Он поглядел в окно: поезд катил по высокой насыпи, с глухим грохотом двигался по веренице мостов. Внизу, в долинообразной впадине, и вправду ползли два трамвайных вагончика; вдали, над обширным промышленным комплексом, мерцала путаница разноцветных огней. Химические заводы Лейны. «Лейна I» или «Лейна II», на обоих заводах гигантского ареала он долго работал.

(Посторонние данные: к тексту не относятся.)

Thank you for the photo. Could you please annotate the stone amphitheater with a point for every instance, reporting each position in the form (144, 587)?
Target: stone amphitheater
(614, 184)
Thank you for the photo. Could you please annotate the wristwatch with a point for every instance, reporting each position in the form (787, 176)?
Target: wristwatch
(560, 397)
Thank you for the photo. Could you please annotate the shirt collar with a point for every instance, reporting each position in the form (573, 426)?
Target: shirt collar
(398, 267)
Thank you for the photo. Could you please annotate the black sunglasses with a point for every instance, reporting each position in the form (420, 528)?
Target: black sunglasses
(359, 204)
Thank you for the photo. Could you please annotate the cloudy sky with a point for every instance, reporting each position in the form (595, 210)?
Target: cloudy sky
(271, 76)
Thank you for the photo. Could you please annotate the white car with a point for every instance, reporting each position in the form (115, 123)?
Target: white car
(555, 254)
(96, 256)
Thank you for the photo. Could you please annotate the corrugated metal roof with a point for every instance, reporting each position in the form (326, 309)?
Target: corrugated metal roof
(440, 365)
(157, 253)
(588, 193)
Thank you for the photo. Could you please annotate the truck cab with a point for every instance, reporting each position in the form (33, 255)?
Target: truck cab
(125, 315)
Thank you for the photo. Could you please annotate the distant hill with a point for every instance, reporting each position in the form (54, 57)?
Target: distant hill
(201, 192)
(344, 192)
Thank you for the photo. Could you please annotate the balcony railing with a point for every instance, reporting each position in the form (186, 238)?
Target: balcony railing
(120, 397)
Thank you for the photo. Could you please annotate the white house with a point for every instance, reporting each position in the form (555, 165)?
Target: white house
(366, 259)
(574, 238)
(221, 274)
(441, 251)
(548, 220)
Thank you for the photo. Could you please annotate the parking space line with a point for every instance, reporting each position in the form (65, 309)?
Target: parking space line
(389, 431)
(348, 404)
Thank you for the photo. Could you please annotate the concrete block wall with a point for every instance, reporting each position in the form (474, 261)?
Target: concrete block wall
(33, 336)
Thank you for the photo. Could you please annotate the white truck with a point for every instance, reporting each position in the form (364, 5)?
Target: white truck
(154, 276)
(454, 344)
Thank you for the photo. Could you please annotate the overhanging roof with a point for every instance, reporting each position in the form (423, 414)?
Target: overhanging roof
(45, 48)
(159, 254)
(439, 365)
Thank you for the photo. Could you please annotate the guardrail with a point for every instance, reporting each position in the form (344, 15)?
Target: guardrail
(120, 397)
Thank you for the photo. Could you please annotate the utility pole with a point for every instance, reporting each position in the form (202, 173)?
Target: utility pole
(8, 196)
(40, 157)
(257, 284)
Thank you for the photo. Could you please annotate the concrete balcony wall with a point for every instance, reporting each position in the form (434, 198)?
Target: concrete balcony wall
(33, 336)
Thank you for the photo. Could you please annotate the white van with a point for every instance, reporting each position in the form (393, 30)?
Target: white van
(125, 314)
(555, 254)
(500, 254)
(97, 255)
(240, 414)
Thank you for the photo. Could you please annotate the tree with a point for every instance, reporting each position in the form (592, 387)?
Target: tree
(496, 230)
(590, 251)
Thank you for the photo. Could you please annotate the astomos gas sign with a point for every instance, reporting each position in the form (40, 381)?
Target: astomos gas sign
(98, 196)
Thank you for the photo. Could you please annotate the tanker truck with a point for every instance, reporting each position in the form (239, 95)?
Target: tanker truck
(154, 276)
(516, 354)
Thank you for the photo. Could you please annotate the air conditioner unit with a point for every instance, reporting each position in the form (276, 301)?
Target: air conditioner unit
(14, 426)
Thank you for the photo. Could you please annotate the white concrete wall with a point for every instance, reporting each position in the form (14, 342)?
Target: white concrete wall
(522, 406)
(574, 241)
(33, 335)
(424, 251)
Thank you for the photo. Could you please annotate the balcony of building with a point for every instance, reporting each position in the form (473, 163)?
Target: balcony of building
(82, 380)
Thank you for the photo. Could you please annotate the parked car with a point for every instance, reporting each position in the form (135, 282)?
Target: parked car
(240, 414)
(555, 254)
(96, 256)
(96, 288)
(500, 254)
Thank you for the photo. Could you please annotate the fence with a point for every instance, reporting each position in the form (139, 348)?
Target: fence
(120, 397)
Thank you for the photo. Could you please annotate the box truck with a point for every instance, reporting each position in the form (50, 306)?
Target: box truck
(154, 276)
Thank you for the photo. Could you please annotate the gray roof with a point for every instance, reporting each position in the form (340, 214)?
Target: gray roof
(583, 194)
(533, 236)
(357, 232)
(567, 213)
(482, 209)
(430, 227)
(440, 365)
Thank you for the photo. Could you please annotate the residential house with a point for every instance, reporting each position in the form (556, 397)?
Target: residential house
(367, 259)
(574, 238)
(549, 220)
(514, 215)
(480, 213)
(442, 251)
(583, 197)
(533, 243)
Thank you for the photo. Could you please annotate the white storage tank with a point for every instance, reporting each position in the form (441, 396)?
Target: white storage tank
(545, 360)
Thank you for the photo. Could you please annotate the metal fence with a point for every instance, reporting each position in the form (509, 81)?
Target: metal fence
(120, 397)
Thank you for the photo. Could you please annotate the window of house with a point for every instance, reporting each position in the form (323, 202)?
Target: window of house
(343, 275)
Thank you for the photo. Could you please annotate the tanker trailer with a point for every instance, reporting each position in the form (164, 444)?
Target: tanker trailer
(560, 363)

Заводы заняли весь горизонт, градирни, цилиндрические, гротескного вида башни, футуристические шаровидные резервуары, взлохмаченный войлок штанг, схваченных перетяжками, вонзались в блеклый рассвет, озаренный желтыми и красными газовыми факелами. Дождь перестал. Ц. вспомнил, что когда-то (лет восемнадцать назад, если не больше) и он ездил на этом трамвайчике в Бад-Дюрренберг; один из нескольких тысяч монтеров для наружных работ, распределенных по двум заводам Лейны; он обитал там в рабочем общежитии. Иногда то время казалось поистине неисчерпаемым материалом – но и пугающе трудным: если начать писать об этом, то уйдешь в это с головой на долгие годы. У него о том времени мало написано (почти ничего, думает он); когда заторможенный, ни на что не годный, он изнывал за письменным столом, терзаясь своей импотенцией (или терзая свою импотенцию) – эспрессионистски окрашенные факелы Лейны почему-то не всплывали в памяти. Он грешник и транжир, коли пренебрегает гигантским отрезком жизни, в котором, как ни крути, знает толк! Но может, он потому об этом не писал, что жил в Бад-Дюрренберге не
Да и кому это все интересно там, куда он сейчас направляется? Поклонницам литературы, которые приходят на его чтения? Той женщине в Регенсбурге, что брала у него автограф, фиксируя взглядом расширенных глаз его неверную руку, которая силилась вывести на форзаце имя, но подпись не вышла и казалась как будто подделанной… Женщине, чьи бледно-розовые лакированные ноготки пощипывали его рукав, направляя Ц. сквозь хлынувший дождь к машине и любезным жестом, будто важного чиновника, усаживая впереди рядом с собой, владея им, будто перышком, что от одного дуновения губ летит в нужную сторону…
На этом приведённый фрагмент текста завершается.